Елена Рыковцева: Ну вот, видите, как объясняет для себя Новелла Матвеева причины крымского конфликта в обществе. Есть Крым, который рвется в Россию, есть Россия, которая готова его принять, есть некие отвратительные злобные существа богатые, жирующие, прикормленные дядей Сэмом, у которых есть в Майями виллы и курорты в Анталии, не думаю, что эти богатые существа живут на курортах в Анталии — там скорее как раз 98%, но неважно, рифмуется хорошо Анталия. Оставим Майями и дядю Сэма. Им не нужен Крым, потому что они живут в Майями. Их бесят крымчане, потому что они хотят в Россию, они им не нужны, их все это раздражает. Вот это причины крымского конфликта в изложении Новеллы Матвеевой. Причина непринятия частью интеллигенции крымской аннексии. Вот такая причина: зачем им Крым, у них есть Майями.
Евгений Добренко: Поскольку у Новеллы Матвеевой нет Майями, ей нужен Крым, ей же нужно тоже где-то отдыхать.
Петр Дружинин: Евгений приехал из Англии и смешно об этом говорит.
Елена Рыковцева: Ему там весело в Англии, я понимаю.
Петр Дружинин: Я вообще слово «интеллигенция», если меня спросят, считаете ли вы себя интеллигенцией, я запнусь. Потому что, что такое интеллигенция? Это высшее образование. С другой стороны моральный, нравственный критерий, честно говоря, во многом уже утраченный. И мне вообще кажется, что Константин Маркович Азадовский — это интеллигенция, он олицетворяет это. Я с ним общаюсь, или Яков Гордин — вот это люди другой эпохи. Мне кажется, что сейчас понятие интеллигенции — это такой архаизм.
Елена Рыковцева: Мне кажется, надо делить на порядочных и непорядочных, для меня больше ничего не существует.
Петр Дружинин: Когда кто-то начинает говорить об интеллигенции, я начинаю думать, что это такое.
Елена Рыковцева: То есть лучше об этом вообще не говорить, так вы оба считаете? Давайте не будем называть интеллигенцией, давайте называть деятелями культуры.
Петр Дружинин: Деятели культуры — это просто жуть, я бы сказал, что это вообще не интеллигенция.
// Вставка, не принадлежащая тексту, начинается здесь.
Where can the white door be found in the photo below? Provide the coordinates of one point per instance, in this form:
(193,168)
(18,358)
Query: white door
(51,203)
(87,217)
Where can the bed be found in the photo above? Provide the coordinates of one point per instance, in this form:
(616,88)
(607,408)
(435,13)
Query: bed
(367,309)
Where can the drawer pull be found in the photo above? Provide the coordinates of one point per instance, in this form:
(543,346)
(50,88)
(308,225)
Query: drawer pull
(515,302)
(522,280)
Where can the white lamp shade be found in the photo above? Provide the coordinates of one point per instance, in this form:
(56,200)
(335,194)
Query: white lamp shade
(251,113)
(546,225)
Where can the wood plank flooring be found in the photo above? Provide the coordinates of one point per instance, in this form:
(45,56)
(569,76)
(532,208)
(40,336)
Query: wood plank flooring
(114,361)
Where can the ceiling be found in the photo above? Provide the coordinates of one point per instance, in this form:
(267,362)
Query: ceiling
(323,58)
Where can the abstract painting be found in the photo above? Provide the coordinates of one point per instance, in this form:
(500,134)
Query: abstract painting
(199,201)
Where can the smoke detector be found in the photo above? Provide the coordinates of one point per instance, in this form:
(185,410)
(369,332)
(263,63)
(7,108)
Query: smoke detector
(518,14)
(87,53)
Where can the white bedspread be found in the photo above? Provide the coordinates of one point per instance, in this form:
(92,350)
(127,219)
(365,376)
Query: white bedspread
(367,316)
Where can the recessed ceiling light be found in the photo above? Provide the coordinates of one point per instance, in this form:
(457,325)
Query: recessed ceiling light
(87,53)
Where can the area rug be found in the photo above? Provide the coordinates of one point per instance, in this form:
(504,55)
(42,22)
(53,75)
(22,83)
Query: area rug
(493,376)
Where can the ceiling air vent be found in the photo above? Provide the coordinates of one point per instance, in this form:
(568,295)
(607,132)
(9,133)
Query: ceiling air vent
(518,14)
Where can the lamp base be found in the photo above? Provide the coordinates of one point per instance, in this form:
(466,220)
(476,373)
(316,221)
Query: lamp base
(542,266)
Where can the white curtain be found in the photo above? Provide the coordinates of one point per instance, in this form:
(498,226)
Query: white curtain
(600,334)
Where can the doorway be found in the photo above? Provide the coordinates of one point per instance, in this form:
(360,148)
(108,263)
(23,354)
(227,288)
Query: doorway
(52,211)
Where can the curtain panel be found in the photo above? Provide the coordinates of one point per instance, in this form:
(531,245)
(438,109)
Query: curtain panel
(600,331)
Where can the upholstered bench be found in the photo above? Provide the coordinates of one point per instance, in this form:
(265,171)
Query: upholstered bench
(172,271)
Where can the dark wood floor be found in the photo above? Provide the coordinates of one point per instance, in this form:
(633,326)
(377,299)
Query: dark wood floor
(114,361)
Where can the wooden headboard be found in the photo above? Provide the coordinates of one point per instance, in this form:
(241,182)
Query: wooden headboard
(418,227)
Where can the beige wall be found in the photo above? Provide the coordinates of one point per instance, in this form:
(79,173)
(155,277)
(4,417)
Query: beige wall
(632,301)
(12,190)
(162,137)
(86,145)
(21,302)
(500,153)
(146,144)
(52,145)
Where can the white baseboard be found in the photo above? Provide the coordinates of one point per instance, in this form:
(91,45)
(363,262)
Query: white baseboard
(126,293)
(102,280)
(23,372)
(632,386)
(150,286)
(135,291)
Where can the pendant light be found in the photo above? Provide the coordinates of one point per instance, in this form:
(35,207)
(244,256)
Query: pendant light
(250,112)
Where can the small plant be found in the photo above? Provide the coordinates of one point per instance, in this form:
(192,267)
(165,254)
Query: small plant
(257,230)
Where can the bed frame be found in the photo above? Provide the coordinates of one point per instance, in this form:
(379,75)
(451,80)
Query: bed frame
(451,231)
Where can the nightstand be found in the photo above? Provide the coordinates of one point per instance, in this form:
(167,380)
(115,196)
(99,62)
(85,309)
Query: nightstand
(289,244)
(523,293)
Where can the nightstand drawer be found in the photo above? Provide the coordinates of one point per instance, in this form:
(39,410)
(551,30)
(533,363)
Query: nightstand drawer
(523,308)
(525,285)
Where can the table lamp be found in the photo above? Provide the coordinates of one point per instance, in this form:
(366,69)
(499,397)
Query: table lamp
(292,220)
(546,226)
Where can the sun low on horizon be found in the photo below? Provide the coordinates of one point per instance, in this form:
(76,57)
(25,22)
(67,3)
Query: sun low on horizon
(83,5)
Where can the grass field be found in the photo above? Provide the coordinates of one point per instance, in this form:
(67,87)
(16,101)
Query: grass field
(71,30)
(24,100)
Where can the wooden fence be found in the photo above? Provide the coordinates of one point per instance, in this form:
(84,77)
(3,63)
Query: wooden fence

Евгений Добренко: Я думаю, что здесь интересно взглянуть на этот феномен исторически. Потому что советская интеллигенция, вообще говоря, продукт довольно поздний. Как вы знаете, все говорят: вот, была русская интеллигенция, а потом была советская интеллигенция, а теперь нет вообще интеллигенции, условно говоря, так. Очень интересный момент: между русской интеллигенцией и советской было огромное зияние исторически. Потому что русская интеллигенция закончилась после 1917 года, условно говоря, после гражданской войны она была практически развеяна по миру и практически маргинализована в обществе, вытеснена на периферию и остались, как историк Петр знает это понятие, «бывшие люди» в 1920-30 годы, которые сидели где-то библиотекаршами в районных библиотеках, зная пять языков и доживали свой век. Фактически в 1920 годы, в 1930 годы, в 1940 годы от интеллигенции оставался мизерный слой, который сохранился. Люди, которые были уничтожены морально, физически и институционально в 1949 году — это были остатки интеллигенции упомянутой, Азадовский, Эйхенбаум и другие люди. Как бы интеллигенция советская фактически возникает как феномен, связанный с диссидентством. Как только прекращается дикий сталинский пресс после 1956 года. Обратите внимание, ведь это же огромный перерыв в 30 с лишним лет, когда страна жила без интеллигенции, а то, что Солженицын назвал «образованщиной», деятели культуры, которые все подписывали.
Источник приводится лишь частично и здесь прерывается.